Тут граф замолчал, наблюдая за реакцией лорда: ни единого следа враждебности не отразилось на лице последнего, и граф с облегчением подумал, что, возможно, лорд вовсе не таков, каким представляется большинству окружающих. Отметив все это, он поторопился продолжить:

— В настоящее время трудно отыскать человека беднее меня… Я лишился всего, что было дорого сердцу… Единственная моя собственность — это Монкс Вуд… хоть я и понимаю, что не имею права утверждать однозначно… Не один десяток лет эта территория порождала бесконечные раздоры между нашими семьями.

Сделав минутную паузу, граф продолжал:

— Все, о чем я прошу вас, милорд, это о доверии… Доверии, достаточном для того, чтобы одолжить мне небольшую сумму… Моя единственная цель — не дать умереть с голоду ни в чем не повинным людям, возродить жизнь в опустевшем, разоренном имении. Клянусь честью, я верну вам все до последнего пенса! И поверьте, вам не придется долго ждать!

Граф надеялся, что его пылкая речь прозвучала достаточно убедительно для лорда Фрезера.

Кроме того, он лелеял в сердце довольно дерзкую мечту, ожидая, что лорд проявит истинную щедрость. Конечно, в вопросах денег такое случается весьма редко, так как заставляет забыть о выгоде, но… кто знает…
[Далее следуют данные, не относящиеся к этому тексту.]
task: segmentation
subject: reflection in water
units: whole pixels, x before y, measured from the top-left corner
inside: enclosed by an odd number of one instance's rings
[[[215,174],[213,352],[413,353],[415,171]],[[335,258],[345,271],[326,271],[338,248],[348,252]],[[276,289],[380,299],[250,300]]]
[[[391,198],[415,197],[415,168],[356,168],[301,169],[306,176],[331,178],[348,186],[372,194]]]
Какое-то время в воздухе парила тишина. Наконец лорд Фрезер спросил:

— Вы можете назвать точную сумму, способную поправить ваше бедственное положение?

— Я буду рад любой сумме, которую вы сочтете возможным мне предложить, — ответил граф. — Людям не платили весь последний месяц. Мой отец никогда не позволял доводить работников до такого состояния, а за это время они скатились на самое дно нищеты.

В голосе графа зазвучала неприкрытая горечь:

— Молодое работоспособное население согнали с земли. Все заросло, ничего не обрабатывается. Кто-то подался в город в поисках работы, а кто-то остался здесь и теперь занимается браконьерством в местных лесах. И Бог им судья, ведь весь скот в деревне давно истребили…

— Я слышал, что животных пустили на мясо, — сказал лорд Фрезер. — Похоже, это был единственный выход: корм давно перевелся, и от бедных коров и волов остались кожа да кости.

Граф ничего не ответил на замечание лорда, только крепче сжал побелевшие губы.

Прозвучавшие в голосе лорда нотки триумфа трудно было пропустить мимо ушей.

Наконец-таки настал момент, когда семейство, столь долго не сдававшее своих позиций, все-таки потерпело фиаско, ступило на зыбкую грань разрушения. Граф вполне мог понять торжество владельца Уоттон-Холла. Понять… но не оправдать.